So much information on the internet such as news articles or YouTube videos are gated by domain-specific knowledge which can make it difficult to follow. While users can always Google search for well-known figures, it can be exhausting to constantly be searching for reliable, unbiased information. This is especially true for users trying to get into politics, sports, or other communities with a high barrier of domain-knowledge.
We wanted to use computer vision to save our users Google searches by showing relevant information regarding political figures or celebrities as users browse the internet. Our extension scans the page, identifies well-known figures, and provides relevant information in real-time.
What it does
PlainSight is a Chrome extension that scans images on the current page, identifies who is in the picture, and summarizes them in real-time. This all happens at the click of a button.
How we built it
PlainSight is implemented as a Google Chrome extension that captures an image of the current page and sends this to a Google Cloud Function. This function uses OpenCV to identify the faces in the image and their relative location. Then it sends these individual faces to a Google Reverse Image Search API which labels these faces with the corresponding name. The Google Cloud Function takes these names and queries the Wikipedia API to get summarized information regarding the well-known figure.
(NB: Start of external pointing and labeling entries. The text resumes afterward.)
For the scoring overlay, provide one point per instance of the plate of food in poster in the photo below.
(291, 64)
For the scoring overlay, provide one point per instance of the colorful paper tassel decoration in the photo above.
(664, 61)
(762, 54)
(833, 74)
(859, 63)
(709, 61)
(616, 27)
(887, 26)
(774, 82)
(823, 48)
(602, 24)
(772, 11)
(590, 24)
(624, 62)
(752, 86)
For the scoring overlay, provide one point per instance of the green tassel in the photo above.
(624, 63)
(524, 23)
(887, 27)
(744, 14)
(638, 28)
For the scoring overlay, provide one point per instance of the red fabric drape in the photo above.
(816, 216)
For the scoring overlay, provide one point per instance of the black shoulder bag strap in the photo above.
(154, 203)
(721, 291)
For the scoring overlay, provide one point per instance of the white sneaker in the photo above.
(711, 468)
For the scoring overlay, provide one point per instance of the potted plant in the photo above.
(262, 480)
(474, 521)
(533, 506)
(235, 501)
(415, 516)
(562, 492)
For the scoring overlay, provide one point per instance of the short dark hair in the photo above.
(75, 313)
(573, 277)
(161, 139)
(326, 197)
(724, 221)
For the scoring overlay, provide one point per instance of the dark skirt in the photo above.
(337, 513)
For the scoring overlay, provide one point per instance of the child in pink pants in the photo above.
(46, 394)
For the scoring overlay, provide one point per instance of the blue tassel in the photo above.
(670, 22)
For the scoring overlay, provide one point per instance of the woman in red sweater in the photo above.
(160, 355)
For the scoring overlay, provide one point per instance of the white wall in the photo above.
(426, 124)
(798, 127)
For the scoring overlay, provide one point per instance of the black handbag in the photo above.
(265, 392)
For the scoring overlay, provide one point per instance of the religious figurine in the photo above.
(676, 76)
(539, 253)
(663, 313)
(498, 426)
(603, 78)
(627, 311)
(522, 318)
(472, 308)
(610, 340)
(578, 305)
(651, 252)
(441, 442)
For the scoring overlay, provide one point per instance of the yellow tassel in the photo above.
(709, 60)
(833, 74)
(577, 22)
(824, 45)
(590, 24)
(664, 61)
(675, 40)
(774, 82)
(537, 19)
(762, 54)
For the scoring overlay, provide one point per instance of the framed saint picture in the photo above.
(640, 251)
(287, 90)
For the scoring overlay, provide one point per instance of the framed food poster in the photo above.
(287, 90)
This is then presented to the user through the Chrome Extension.
Challenges we ran into
We also had problems selecting the API. We tried to use the Clarifai API since it has an ML model for celebrity detection. This only worked for celebrities as opposed to politicians, so we decided to use the Google Reverse Image Search API instead.
What we learned
OpenCV, computer vision, developing Chrome Extensions, working with Google Cloud.
What's next for PlainSight
We submitted the extension for approval on the Chrome Extension store. We would also like to replace the Google Reverse Search API with Amazon Rekognition since Amazon does a better job at giving specific name classifications as opposed to classifications such as "man" or "senator."